# mages' blog

## Setting the initial view of a motion chart in R

Following on from my article about accessing and plotting World Bank data with R I want to talk about how to change the initial view of a motion chart.

Over the last couple of weeks I have been asked a view times how to do this. For instance Stephen O'Grady wanted to create a motion chart, which shows initially a line chart, rather than a bubble chart.

Changing the initial settings of a motion chart is actually quite easy, if you know how to. The trick is to use the state argument in the list of options of gvisMotionChart.

As a case study I will use the World Bank data set and try to do some homework given by Duncan Temple Lang in his course on introduction to statistical computing course. Duncan asked his students to query the World Bank data base to create a line chart, which would show the number of internet users per 1000 in Africa over time.
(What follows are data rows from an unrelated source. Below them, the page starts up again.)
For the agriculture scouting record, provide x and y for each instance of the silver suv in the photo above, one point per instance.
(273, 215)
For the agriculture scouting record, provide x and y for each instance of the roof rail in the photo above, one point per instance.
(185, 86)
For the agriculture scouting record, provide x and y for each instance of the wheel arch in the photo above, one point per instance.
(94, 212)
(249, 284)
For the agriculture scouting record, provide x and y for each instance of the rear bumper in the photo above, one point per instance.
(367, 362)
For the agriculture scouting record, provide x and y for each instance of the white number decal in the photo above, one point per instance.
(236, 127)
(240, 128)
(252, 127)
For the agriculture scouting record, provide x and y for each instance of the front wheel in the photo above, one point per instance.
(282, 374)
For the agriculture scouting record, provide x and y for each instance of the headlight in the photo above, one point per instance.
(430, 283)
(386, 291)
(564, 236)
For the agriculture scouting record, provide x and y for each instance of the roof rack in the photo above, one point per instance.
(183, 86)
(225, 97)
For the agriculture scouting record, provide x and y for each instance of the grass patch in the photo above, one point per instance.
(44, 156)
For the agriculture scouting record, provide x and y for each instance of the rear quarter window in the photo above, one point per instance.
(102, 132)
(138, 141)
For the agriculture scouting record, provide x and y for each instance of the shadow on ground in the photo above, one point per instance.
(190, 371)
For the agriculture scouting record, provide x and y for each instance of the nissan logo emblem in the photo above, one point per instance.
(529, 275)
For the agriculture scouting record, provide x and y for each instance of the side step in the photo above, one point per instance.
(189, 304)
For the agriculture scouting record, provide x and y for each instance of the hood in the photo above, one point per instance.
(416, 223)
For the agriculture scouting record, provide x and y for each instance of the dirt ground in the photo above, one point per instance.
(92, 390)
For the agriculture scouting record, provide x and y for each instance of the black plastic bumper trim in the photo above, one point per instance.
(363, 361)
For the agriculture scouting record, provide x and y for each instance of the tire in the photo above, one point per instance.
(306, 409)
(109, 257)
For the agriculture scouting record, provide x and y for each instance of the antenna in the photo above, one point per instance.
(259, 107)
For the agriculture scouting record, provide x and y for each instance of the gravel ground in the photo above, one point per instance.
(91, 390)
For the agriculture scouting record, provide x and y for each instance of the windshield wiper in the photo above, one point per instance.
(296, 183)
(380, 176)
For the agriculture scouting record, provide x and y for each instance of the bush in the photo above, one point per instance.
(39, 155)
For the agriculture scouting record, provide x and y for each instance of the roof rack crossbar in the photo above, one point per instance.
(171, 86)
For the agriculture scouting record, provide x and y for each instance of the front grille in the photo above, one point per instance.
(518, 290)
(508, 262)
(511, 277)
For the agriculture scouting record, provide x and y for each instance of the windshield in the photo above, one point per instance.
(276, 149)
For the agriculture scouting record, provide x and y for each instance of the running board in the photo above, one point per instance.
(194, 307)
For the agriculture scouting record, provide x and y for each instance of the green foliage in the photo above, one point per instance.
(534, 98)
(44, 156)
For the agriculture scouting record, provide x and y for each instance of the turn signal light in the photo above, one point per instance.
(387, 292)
Further, he would like to see a legend next to the chart to identify which country is which and tooltips for each curve to identify the country.

A motion chart, displayed as a line chart, would do the trick.

Okay, getting the data is easy, thanks to the WDI package, or via a direct download, and so it is to create a motion chart with bubbles. Interactively I can change the bubble chart into a line chart, I can select some countries and change the y-axis to log-scale. However, when I reload the page I am back to square one: a bubble chart. So the idea is to pass the changed chart settings on to the initial plot. I find those settings, of the current view, as a string in the advanced tab of the settings window. I click on the wrench symbol in the bottom right hand corner of a motion chart to access this window.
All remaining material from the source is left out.